International Tiger Day was founded at the Saint Petersburg Tiger Summit in 2010, because at that moment wild tigers were too close to extinction. It is held annually on 29 July to draw worldwide attention to the reservation of tigers. The goal of Tiger Day is to promote the protection and expansion of the wild tigers’ habitats and to gain support through awareness for tiger conservation, and many organizations are still helping to raise funds to reach this goal.

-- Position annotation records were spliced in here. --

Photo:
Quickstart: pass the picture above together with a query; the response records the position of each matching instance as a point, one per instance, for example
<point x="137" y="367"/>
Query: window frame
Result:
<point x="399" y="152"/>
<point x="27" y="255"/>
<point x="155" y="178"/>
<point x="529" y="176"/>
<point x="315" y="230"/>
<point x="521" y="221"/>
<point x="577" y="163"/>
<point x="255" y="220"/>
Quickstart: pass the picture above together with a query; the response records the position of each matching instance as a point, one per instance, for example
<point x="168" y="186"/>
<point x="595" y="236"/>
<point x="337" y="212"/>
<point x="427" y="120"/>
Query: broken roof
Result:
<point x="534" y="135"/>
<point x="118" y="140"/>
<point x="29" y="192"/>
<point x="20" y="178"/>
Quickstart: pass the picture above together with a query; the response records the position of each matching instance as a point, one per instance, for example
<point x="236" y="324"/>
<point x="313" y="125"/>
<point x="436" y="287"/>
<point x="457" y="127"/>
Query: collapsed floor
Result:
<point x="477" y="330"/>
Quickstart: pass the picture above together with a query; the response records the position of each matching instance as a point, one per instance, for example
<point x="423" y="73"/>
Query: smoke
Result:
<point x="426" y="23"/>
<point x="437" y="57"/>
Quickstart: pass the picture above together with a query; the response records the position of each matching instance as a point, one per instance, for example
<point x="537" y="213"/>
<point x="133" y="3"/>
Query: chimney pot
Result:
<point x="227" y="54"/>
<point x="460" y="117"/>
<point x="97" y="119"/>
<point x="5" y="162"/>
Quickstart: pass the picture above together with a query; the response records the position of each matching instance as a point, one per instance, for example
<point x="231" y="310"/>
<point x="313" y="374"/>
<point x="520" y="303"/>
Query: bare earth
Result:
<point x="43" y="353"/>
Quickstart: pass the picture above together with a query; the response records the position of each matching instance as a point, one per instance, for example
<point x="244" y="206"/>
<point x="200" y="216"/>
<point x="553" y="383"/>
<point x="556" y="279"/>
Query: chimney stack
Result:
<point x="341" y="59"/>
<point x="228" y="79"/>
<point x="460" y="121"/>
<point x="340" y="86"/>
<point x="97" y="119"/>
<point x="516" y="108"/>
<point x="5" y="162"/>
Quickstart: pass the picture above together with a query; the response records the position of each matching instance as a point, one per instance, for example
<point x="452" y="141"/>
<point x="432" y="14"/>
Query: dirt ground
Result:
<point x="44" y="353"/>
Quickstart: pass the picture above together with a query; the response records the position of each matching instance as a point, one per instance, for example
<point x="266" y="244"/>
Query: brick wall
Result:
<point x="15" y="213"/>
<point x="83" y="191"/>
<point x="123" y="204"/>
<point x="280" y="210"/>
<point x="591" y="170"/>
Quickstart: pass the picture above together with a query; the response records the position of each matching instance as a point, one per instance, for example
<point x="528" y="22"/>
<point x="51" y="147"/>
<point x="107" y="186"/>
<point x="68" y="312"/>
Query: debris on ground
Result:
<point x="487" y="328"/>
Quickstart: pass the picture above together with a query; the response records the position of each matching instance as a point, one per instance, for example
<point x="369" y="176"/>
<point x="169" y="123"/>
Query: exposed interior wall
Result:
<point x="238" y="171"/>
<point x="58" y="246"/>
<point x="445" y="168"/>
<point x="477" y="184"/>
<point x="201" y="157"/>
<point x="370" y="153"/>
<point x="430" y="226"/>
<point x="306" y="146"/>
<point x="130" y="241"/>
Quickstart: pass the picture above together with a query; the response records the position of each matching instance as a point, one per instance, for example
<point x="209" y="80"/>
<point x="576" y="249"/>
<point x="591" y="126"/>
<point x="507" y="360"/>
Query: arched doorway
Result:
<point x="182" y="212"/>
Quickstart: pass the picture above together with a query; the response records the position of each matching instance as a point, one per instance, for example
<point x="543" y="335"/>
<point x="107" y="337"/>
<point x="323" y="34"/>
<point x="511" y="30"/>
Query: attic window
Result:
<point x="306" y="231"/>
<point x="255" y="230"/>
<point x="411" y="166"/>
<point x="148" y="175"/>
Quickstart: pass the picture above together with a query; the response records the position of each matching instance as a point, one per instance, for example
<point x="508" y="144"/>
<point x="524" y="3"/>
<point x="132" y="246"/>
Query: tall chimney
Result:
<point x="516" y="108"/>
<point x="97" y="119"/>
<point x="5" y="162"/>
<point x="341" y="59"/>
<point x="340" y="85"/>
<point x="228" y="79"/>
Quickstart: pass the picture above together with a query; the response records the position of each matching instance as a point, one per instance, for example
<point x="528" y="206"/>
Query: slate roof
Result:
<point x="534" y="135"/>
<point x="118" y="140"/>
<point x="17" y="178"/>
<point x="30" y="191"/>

The main reasons tigers are endangered—in most cases, critically endangered—are illegal hunting for their pelts, meat and body parts used in traditional Chinese medicine, as well as habitat loss resulting from logging and other forms of forest destruction. Tigers lost 93% of their natural habitat due to the expansion of cities and agriculture by humans. Extensive habitat loss and fragmentation have forced tigers to live in small, isolated pockets of remaining habitat, making it harder for tigers to reproduce.

These small islands of habitat also make tigers more vulnerable to poaching. Climate change is also playing a major role in tigers’ disappearance; one of the world’s largest tiger populations is found in the Sundarbans—a large mangrove forest area shared by India and Bangladesh on the northern coast of the Indian Ocean. This area harbors Bengal tigers and protects coastal regions from storm surges and wind damage. However, rising sea levels due to climate change threaten to wipe out these forests and the last remaining habitat of this tiger population.

According to a World Wide Fund for Nature (WWF) study, without mitigation efforts, projected sea level rise—nearly 30.48 cm by 2070—could destroy nearly the entire Sundarbans tiger habitat! Through protection of existing tiger habitats and reforestation of degraded ones, we can help buffer the poorest communities in Asia against the impacts of river siltation and flooding, while providing global benefits and minimizing the effects of climate change.